Diana Frida Arón Svigilisky (15 February 1950 – 10 January 1975) was a Chilean journalist and a member of the Revolutionary Left Movement (Movimiento de Izquierda Revolucionaria, MIR). She was kidnapped, tortured and forcibly disappeared by agents of the Pinochet dictatorship.

==Biography==
She studied at the Hebrew Institute and then journalism at the Catholic University, developed her professional practice on Canal 13, belonging to the same university. After graduating, she worked as a reporter for Onda magazine of Editorial Quimantú. Arón was a member of the Revolutionary Left Movement and part of the editorial team of its newspaper, El Rebelde ("The Rebel").

==Disappearance==
After the 1973 military coup and subsequent military dictatorship, Arón was forced to go underground.
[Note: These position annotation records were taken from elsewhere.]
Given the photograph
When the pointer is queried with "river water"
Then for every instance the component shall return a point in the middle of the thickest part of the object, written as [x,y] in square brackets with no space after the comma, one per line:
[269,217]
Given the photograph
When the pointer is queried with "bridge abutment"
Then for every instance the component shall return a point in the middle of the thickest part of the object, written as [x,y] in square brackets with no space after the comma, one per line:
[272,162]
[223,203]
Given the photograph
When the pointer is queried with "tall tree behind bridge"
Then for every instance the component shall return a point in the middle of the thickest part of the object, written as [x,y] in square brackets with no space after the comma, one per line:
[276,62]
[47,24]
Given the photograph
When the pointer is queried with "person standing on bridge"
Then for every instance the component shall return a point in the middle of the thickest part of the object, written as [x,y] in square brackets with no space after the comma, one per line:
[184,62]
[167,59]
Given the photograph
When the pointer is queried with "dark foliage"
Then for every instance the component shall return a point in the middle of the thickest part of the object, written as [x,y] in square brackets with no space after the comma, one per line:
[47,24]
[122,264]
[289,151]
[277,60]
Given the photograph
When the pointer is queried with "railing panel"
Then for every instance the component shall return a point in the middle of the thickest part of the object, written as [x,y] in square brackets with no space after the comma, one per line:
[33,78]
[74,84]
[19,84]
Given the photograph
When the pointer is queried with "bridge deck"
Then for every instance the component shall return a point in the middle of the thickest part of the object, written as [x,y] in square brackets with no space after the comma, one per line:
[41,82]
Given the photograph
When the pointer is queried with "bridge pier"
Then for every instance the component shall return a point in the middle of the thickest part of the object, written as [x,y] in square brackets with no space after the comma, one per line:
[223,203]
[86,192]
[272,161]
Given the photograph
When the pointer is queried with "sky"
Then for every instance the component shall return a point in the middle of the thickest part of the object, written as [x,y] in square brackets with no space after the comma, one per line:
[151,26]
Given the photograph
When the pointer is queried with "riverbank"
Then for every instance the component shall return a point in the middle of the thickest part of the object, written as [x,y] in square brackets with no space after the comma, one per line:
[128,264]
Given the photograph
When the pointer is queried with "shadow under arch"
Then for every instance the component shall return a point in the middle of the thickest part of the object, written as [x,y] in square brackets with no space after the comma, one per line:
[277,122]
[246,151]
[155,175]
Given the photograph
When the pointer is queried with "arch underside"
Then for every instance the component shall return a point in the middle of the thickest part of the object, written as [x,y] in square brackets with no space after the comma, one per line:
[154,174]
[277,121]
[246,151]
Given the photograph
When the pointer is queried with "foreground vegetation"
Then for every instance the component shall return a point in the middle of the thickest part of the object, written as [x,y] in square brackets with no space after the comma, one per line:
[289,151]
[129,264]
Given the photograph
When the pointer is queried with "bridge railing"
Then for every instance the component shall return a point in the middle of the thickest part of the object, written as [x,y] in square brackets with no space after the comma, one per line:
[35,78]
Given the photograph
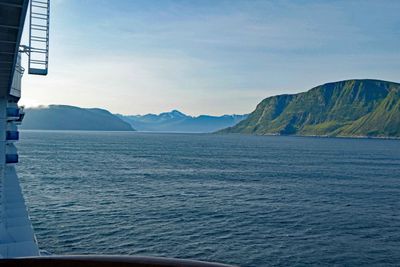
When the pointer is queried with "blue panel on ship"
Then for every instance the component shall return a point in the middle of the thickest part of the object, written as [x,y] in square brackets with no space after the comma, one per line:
[11,158]
[12,135]
[13,112]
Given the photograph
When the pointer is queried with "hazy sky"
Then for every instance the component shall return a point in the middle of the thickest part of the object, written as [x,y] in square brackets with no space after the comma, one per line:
[210,57]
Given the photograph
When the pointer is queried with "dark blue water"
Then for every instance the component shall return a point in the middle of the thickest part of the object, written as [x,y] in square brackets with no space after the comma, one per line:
[247,200]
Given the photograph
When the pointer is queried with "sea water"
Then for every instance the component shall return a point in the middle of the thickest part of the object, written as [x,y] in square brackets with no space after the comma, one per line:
[246,200]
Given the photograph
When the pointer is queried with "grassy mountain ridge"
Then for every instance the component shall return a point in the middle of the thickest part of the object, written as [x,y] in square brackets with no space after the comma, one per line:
[345,108]
[176,121]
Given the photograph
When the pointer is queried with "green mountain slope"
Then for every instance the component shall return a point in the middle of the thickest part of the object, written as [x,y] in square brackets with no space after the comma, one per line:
[346,108]
[62,117]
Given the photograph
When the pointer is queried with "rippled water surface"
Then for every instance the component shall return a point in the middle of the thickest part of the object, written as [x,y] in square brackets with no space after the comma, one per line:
[248,200]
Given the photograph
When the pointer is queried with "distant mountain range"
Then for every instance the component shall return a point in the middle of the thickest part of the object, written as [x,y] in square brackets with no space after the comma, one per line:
[62,117]
[346,108]
[176,121]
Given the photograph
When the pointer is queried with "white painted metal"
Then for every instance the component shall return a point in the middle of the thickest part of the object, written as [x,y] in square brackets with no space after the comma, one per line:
[39,23]
[17,238]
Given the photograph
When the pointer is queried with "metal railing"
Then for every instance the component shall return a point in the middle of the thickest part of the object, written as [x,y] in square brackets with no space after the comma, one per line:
[39,22]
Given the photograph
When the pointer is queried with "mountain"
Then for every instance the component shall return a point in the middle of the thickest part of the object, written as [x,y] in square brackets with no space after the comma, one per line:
[62,117]
[176,121]
[345,108]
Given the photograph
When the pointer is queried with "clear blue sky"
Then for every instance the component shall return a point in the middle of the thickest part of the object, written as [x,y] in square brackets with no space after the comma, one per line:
[210,57]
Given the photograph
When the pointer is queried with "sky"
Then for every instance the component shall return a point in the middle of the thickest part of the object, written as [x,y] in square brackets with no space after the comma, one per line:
[209,56]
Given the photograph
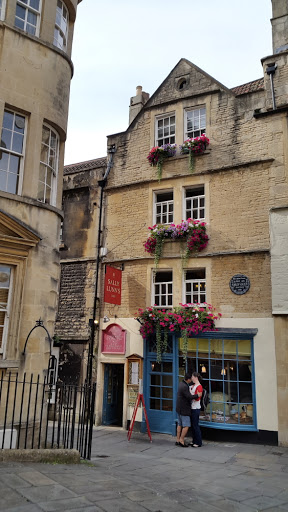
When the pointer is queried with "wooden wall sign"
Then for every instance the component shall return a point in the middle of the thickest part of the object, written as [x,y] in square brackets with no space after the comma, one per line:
[114,340]
[112,285]
[239,284]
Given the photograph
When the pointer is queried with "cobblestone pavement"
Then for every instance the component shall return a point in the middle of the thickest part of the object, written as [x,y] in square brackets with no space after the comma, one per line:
[157,476]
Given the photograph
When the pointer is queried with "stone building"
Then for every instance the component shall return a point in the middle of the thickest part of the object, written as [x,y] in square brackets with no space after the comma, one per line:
[35,73]
[78,266]
[239,188]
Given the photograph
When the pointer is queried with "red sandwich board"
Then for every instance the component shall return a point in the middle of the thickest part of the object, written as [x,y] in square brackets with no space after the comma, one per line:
[140,398]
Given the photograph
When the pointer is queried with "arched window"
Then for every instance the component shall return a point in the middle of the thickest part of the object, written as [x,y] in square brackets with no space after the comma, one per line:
[47,185]
[61,26]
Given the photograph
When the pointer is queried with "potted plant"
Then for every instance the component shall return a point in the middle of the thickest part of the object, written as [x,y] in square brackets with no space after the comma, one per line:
[158,154]
[194,146]
[194,232]
[187,320]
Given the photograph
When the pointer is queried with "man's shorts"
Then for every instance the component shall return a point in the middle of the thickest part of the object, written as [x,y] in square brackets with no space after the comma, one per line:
[183,421]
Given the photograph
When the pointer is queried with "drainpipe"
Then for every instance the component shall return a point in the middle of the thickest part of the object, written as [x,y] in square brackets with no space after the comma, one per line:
[93,322]
[270,70]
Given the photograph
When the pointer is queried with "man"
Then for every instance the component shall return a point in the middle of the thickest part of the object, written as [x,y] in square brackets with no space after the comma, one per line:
[183,409]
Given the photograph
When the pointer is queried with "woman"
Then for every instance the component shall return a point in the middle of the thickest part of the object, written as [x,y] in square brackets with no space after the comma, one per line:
[196,388]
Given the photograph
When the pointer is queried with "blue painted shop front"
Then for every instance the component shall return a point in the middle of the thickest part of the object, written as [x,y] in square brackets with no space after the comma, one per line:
[225,360]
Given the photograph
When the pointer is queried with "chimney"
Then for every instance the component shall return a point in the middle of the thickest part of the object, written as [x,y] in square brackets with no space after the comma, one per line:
[279,25]
[137,103]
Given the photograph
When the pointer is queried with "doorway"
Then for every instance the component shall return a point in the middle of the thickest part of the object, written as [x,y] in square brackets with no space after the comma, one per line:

On 18 November 1974, she was arrested by agents of the then-active secret police of Chile, the Dirección de Inteligencia Nacional (DINA), and taken to Villa Grimaldi, where she was tortured by Miguel Krassnoff, who was seen leaving the torture room with bloody hands, screaming "a Marxist, and on top of that, a Jew!". After that, she was forcibly disappeared and her body was never found. According to her partner, Luis Muñoz González, who had also been captured and tortured, a Captain of the army informed him that Arón had been killed on 10 January 1975, after trying to escape. Multiple investigations were carried out to find her body, none of which were successful.

Two legal processes were initiated in the 1970s, both ultimately ending in acquittal. In 2004, five members of the DINA –Manuel Contreras, Miguel Krassnoff, Osvaldo Romo, Pedro Espinoza and Marcelo Moren– were sentenced in terms ranging from 10 to 15 years to be served out at the Punta Peuco Prison for their involvement in her kidnapping.